La paz que viene de Cristo y de nuestro Padre Celestial.
Queridos Hermanos yo tengo un gran testimonio, acerca de la paz que viene de Jehová.
A pesar de encontrarme en una gran tribulación pues muchos de ustedes están enterados que el pasado 12 de diciembre del 2004 mi hija Mónica la más pequeña de mis hijos cuando estaba por cumplir 27 años sufrió un accidente, del cual no logro sobrevivir.

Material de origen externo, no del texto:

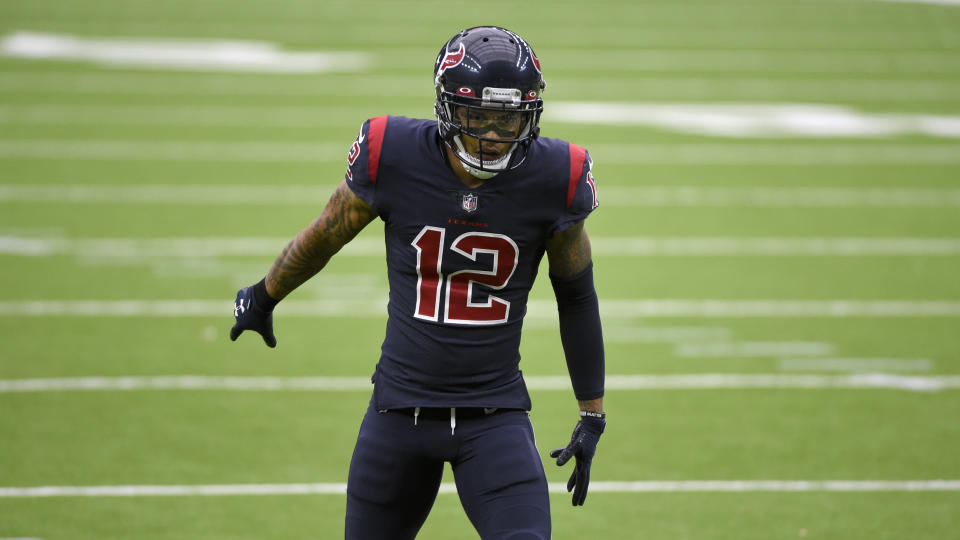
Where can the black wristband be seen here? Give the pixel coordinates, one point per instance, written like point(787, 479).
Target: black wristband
point(262, 297)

Para mi familia y para mi ha sido un golpe superior a nuestras fuerzas, es un dolor tan grande difícil de superar física y mentalmente, mi salud se ha afectado un poco; o sea toda mi vida a sufrido un cambio drástico, pues de la noche a la mañana tengo que aceptar que mi bebita mi querida hija, ya no la voy a ver nunca mas.
Pero todo esto es hablando y reaccionando en una forma humana. Ninguna persona puede soportar un golpe de esta magnitud tan fácilmente o con tranquilidad. Pero… cuando a aceptamos a Cristo como nuestro Salvador y tenemos el Espíritu Santo en nuestro corazón, todo es totalmente diferente. Por eso cuando llego el momento mas difícil de mi vida, rodeada de mis 6 hijos y tenia frente a mi ese frió ataúd con mi hija Mónica, mi Pastor Daniel me dijo tienes que dejarla ir, tienes que entregársela a Nuestro Padre Celestial y darle las gracias por los años que te permitió compartir tantos momentos tan hermosos con ella, tienes que terminar tu misión que El te dio con ella.
En ese momento sentí que mi Padre Celestial estaba frente a mi y haciendo acopio de todas mis fuerzas y aferrándome a mis hijos que me rodeaban y me sostenían le pude decir ¡Gracias Señor por haberme dado el privilegio de ser su mamá y por haberme permitido ser su amiga y disfrutar de su compañía! Gracias Señor por todos estos años que yo la tuve e mi lado, pero ahora es tu tiempo y tu espacio y te la entrego con mi corazón echo pedazos y sentí la fuerza y el Poder del Espíritu Santo pues me invadió una paz indescriptible difícil de explicar pues yo pude continuar con todo lo demás tan tranquila que no podía entender porque no me ponía a gritar a llorar o aferrarme al cuerpo de mi hija con la desesperación natural de un ser humano en un trance similar
Y así a través de todos estos días y meses transcurridos he tenido momentos en los cuales me a ganado el dolor por la ausencia de mi pequeña muñequita, pero cuando el dolor y la tristeza me agobian levanto mi vista el cielo y primero le pido perdón a Dios por mi debilidad y luego le pido fuerzas para poder continuar con mi misión aquí en la tierra y termino dándole las gracias por demostrarme su infinito amor y misericordia hacia mi a pesar de ser una vil pecadora, y en seguida me lleno de paz de esa hermosa paz que solo El me pude dar.
Gracias Hermanos por todas sus oraciones e inclusive algunos de ustedes me pudieron acompañar en esos momentos de dolor. Gracias por permitirme compartir este hermoso testimonio de la paz que Dios nos da.